🤖 AI Summary
This work addresses the challenge of automatic evaluation for medical open-domain question answering in low-resource languages such as French, where expert annotations are scarce. The authors propose a generator-aware evaluation framework to systematically compare the effectiveness of general-purpose and biomedical-domain-adapted large language models (LLMs) as judges of semantic equivalence. They further investigate lightweight supervised fine-tuning (SFT) and Group Relative Policy Optimization (GRPO) strategies to enhance evaluation robustness. Results demonstrate that domain-adapted LLMs and larger general-purpose models achieve the highest agreement with human experts. Moreover, smaller models refined via SFT and GRPO exhibit significantly reduced sensitivity to the choice of answer generator, enabling efficient and reliable automatic evaluation in low-resource settings.
📝 Abstract
Automatic evaluation of medical open-ended question answering (OEQA) remains challenging due to the need for expert annotations. We evaluate whether large language models (LLMs) can act as judges of semantic equivalence in French medical OEQA, comparing closed-access, general-purpose, and biomedical domain-adapted models. Our results show that LLM-based judgments are strongly influenced by the model that generated the answer, with agreement varying substantially across generators.

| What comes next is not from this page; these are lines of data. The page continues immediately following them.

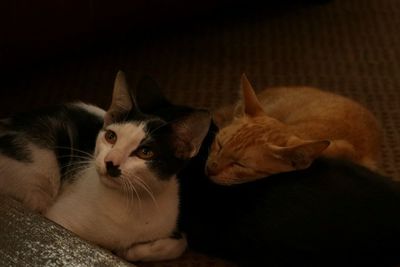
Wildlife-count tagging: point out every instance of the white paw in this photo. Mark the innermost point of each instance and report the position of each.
(161, 249)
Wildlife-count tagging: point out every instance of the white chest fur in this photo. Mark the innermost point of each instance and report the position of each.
(112, 219)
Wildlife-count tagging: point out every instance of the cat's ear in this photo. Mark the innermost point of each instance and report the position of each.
(190, 132)
(122, 101)
(300, 156)
(149, 95)
(252, 106)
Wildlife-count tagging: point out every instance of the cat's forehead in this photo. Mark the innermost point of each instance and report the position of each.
(129, 130)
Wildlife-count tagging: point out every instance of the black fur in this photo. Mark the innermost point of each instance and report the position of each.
(14, 147)
(69, 130)
(333, 214)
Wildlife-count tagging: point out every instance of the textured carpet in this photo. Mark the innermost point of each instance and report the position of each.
(351, 47)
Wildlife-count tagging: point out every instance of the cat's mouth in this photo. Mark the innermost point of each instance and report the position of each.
(114, 182)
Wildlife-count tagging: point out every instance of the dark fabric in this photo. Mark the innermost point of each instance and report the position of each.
(351, 47)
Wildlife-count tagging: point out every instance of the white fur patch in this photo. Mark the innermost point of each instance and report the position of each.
(118, 212)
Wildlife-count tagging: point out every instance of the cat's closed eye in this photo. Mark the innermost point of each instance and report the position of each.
(145, 153)
(110, 136)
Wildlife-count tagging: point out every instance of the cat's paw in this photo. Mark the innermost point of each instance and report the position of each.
(161, 249)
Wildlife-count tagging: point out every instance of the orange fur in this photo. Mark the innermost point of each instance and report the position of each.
(284, 129)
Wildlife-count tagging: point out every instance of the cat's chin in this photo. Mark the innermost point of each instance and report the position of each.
(220, 180)
(110, 182)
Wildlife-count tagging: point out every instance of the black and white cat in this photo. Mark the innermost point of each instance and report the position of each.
(119, 189)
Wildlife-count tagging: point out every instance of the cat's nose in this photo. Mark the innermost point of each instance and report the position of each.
(113, 170)
(212, 169)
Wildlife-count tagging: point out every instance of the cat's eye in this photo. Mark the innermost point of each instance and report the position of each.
(110, 136)
(239, 164)
(218, 144)
(145, 153)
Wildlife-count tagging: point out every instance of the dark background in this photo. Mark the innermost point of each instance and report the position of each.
(57, 51)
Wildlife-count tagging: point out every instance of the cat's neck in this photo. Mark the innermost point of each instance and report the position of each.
(88, 206)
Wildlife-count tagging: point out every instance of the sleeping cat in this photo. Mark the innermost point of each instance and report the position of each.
(118, 190)
(285, 129)
(334, 213)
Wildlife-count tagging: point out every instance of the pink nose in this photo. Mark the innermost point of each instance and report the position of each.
(115, 156)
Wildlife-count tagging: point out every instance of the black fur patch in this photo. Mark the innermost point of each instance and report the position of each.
(15, 148)
(68, 130)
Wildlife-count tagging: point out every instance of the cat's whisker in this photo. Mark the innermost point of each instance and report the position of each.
(73, 164)
(142, 184)
(131, 189)
(75, 157)
(74, 150)
(75, 170)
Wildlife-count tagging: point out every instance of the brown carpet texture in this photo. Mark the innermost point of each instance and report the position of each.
(351, 47)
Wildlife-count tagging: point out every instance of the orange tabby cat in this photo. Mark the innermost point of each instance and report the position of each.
(285, 129)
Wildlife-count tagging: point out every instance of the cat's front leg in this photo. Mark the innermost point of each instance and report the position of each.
(161, 249)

Domain-adapted and large general-purpose models achieve the highest alignment with expert annotations. We further show that lightweight adaptation of a compact model using supervised fine-tuning (SFT) and Group Relative Policy Optimization (GRPO) substantially improves performance and reduces generator sensitivity, even with limited data. Overall, our findings highlight the need for generator-aware evaluation and suggest that carefully adapted small models can support scalable evaluation in low-resource medical settings.